Après l’hiver, Noël se rendit lui aussi à la capitale. Il y fit la rencontre d’une femme, une femme qui bouleversa sa vie. Elle s’appelait Anna, une américaine, une artiste. Mais l’important n’était pas qui elle était ni d’où elle venait mais bien ce qu’elle faisait, ici, en France, ce qu’elle offrait. Des visages, oh ce serait un euphémisme que de dire cela, non, bien plus, cela signifiait bien plus qu’un simple visage. Anna lui avait offert une nouvelle vie, une nouvelle raison de se lever, la faculté de se regarder dans la glace et de marcher dans la rue sans honte, sans le poids des regards, de l’effroi, du dégoût, de la pitié. Il fut l’un des derniers à profiter de ses bienfaits, avant que son atelier ne soit fermé, faute d’argent, et qu’elle s’en retourne à Boston. Elle laissait derrière elle presque deux cents masques, deux cents hommes que la guerre avait détruits et qu’elle avait reconstruits, resculptés. Noël, comme tant d’autres, sut saisir et apprécier cette chance unique, celle aussi d’avoir survécu à l’enfer, de s’en être sorti, en morceaux mais vivant. Il n’avait plus perdu trois doigts, il lui en restait sept, il n’était plus mutilé mais rescapé. Il pouvait reprendre un peu de sa vie, chérir ce qui lui restait.
Dire que ce fut simple serait mentir, ce serait ignorer les terreurs et les angoisses, les douleurs fantômes et bien réelles, les regards inquisiteurs, la curiosité malsaine, la pitié qui éloigne, comme une faille creusée de bonnes intentions. Dire que Noël vécut heureux serait une fable, une illusion, ce serait s'arrêter au masque de cuivre et aux postiches. Mais il vécut. Lui qui était doué de ses dix doigts l’était tout autant de ceux qu’il avait conservé, et il n’avait point oublié comment lire dans les lignes du bois.
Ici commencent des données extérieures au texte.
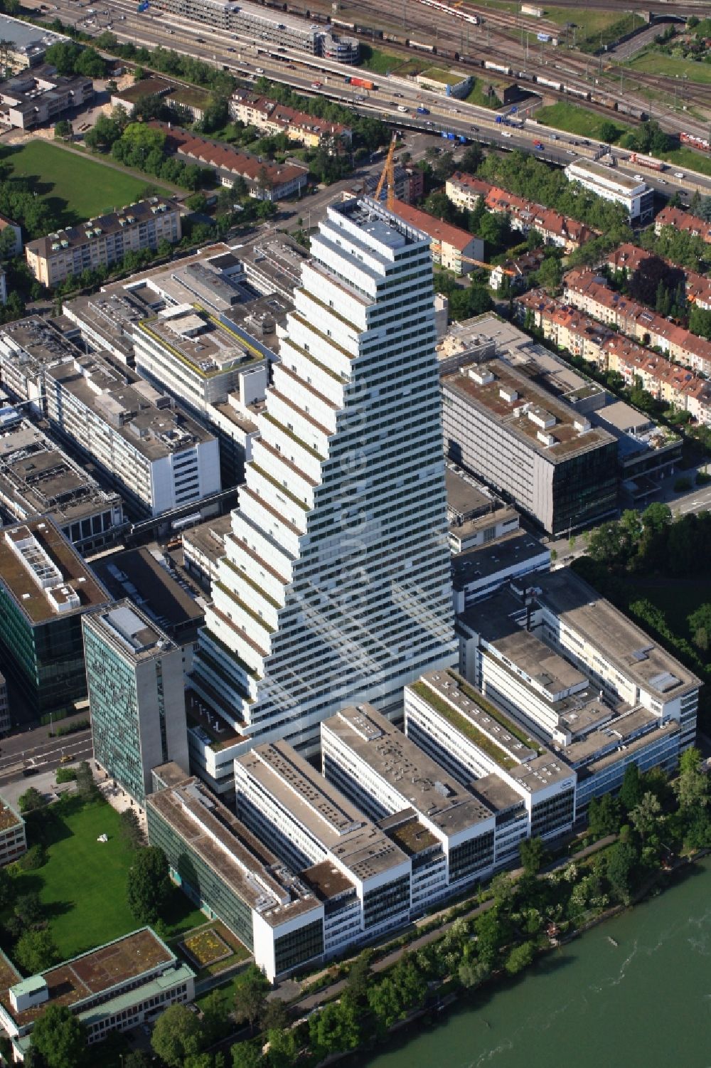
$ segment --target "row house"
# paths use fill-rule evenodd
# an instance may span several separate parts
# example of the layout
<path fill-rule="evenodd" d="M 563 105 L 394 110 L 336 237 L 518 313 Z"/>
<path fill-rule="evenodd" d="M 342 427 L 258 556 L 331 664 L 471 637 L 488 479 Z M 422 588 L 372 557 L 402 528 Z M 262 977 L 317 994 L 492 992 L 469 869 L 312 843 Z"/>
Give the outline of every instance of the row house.
<path fill-rule="evenodd" d="M 533 314 L 533 325 L 543 337 L 572 356 L 591 363 L 600 363 L 605 342 L 613 336 L 610 327 L 585 315 L 578 308 L 549 297 L 544 289 L 532 289 L 516 298 L 516 313 L 523 323 L 527 313 Z"/>
<path fill-rule="evenodd" d="M 165 135 L 165 150 L 183 159 L 217 171 L 220 184 L 232 188 L 237 178 L 243 178 L 250 197 L 257 200 L 279 201 L 294 197 L 305 188 L 309 171 L 294 163 L 275 163 L 273 160 L 251 153 L 240 152 L 230 144 L 198 137 L 190 130 L 167 123 L 152 122 L 151 126 Z"/>
<path fill-rule="evenodd" d="M 683 230 L 692 237 L 700 237 L 707 245 L 711 245 L 711 222 L 699 219 L 698 216 L 690 211 L 682 211 L 678 207 L 663 207 L 654 219 L 654 233 L 659 237 L 664 226 L 674 226 L 675 230 Z"/>
<path fill-rule="evenodd" d="M 230 101 L 230 114 L 236 122 L 255 126 L 260 132 L 286 134 L 289 141 L 299 141 L 310 148 L 349 145 L 352 140 L 352 130 L 343 123 L 319 119 L 253 93 L 235 93 Z"/>
<path fill-rule="evenodd" d="M 641 249 L 638 246 L 626 241 L 607 253 L 605 265 L 614 271 L 625 271 L 629 279 L 641 270 L 642 265 L 649 260 L 661 260 L 672 270 L 683 271 L 686 299 L 698 304 L 699 308 L 711 310 L 711 279 L 697 271 L 685 270 L 672 263 L 670 260 L 658 256 L 654 252 L 648 252 L 646 249 Z"/>
<path fill-rule="evenodd" d="M 684 330 L 649 308 L 611 289 L 603 278 L 590 270 L 569 271 L 564 280 L 564 298 L 594 318 L 606 323 L 673 360 L 705 375 L 711 374 L 711 342 Z"/>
Il ouvrit un atelier de menuiserie du côté de Vanves et son travail minutieux lui attira une clientèle fidèle. Dès qu’il put embaucher un caissier, il se fit discret en boutique et en fut soulagé d’autant, se tenir en public, s’exprimer de sa voix déformée continuaient de le mettre dans l’embarras le plus profond. Bien sûr, jamais il ne partagea son intimité avec d’autres femmes que les infirmières qui, au fil des années, s’occupèrent de ses maux. Revoir Léontine, rue Lecourbe, l’avait effrayé plus qu’autre chose. Non, la solitude lui seyait bien mieux que la compagnie.
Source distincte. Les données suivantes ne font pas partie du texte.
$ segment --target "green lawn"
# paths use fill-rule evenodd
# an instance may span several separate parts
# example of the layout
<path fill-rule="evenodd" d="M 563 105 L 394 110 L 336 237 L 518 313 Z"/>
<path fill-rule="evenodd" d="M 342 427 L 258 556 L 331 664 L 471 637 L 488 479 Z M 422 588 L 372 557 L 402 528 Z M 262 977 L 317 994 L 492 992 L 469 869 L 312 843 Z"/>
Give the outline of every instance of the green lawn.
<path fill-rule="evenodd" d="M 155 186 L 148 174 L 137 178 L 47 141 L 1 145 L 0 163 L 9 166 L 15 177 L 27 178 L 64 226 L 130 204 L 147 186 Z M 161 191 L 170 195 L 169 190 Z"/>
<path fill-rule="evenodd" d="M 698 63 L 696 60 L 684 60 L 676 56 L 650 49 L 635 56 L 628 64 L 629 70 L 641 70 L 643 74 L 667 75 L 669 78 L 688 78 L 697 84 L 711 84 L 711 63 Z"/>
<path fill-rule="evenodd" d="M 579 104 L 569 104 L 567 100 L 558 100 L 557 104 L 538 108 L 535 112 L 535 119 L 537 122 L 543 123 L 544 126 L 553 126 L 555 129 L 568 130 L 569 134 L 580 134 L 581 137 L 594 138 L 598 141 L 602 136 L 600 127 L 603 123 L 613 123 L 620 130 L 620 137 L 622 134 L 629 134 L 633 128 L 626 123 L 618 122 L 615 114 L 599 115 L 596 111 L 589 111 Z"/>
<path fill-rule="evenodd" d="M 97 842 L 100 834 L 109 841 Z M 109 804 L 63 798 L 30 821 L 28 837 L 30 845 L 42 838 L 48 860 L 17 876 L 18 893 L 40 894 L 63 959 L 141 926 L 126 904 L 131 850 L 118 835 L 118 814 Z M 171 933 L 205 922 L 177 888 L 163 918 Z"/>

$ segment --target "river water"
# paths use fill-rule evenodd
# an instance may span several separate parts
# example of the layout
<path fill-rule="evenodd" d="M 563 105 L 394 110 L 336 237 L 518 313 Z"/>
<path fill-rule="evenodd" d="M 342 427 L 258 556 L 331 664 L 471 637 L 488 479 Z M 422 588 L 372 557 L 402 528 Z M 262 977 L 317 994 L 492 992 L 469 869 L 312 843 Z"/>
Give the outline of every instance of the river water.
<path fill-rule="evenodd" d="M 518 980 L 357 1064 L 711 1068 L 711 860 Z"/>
Peut-être son nom l’y prédestinait, ou alors, cela l’amusait-t-il de le faire croire, au fil des ans, Noël délaissa peu à peu la fabrication des meubles pour celle des jeux et des jouets pour enfants. Artisan doué, il prenait un grand plaisir à imaginer chevaux à bascule, jouets à tirer, marionnettes, maisons de poupées ou petits trains en bois. Et voir, par la fenêtre de son atelier, le bonheur d’un enfant, repartant son cadeau sous le bras, réchauffait sa poitrine d’une sérénité joyeuse. C’est ainsi qu’on le connaissait et que ceux qui l’ont croisé s’en souviennent, ses yeux qui pétillaient au dessus de la peau lisse et immobile de son masque, sa voix de gorge, rauque et timide, ses gestes prudents et doux. C’est cette image, sans doute, que Noël Dutoir aurait voulu laisser à ceux qui attendraient, en vain, que les grilles de son magasin n’ouvrent, au lendemain de cette nuit de mars 1930 où il s’éteignit, seul, à l’âge de 36 ans.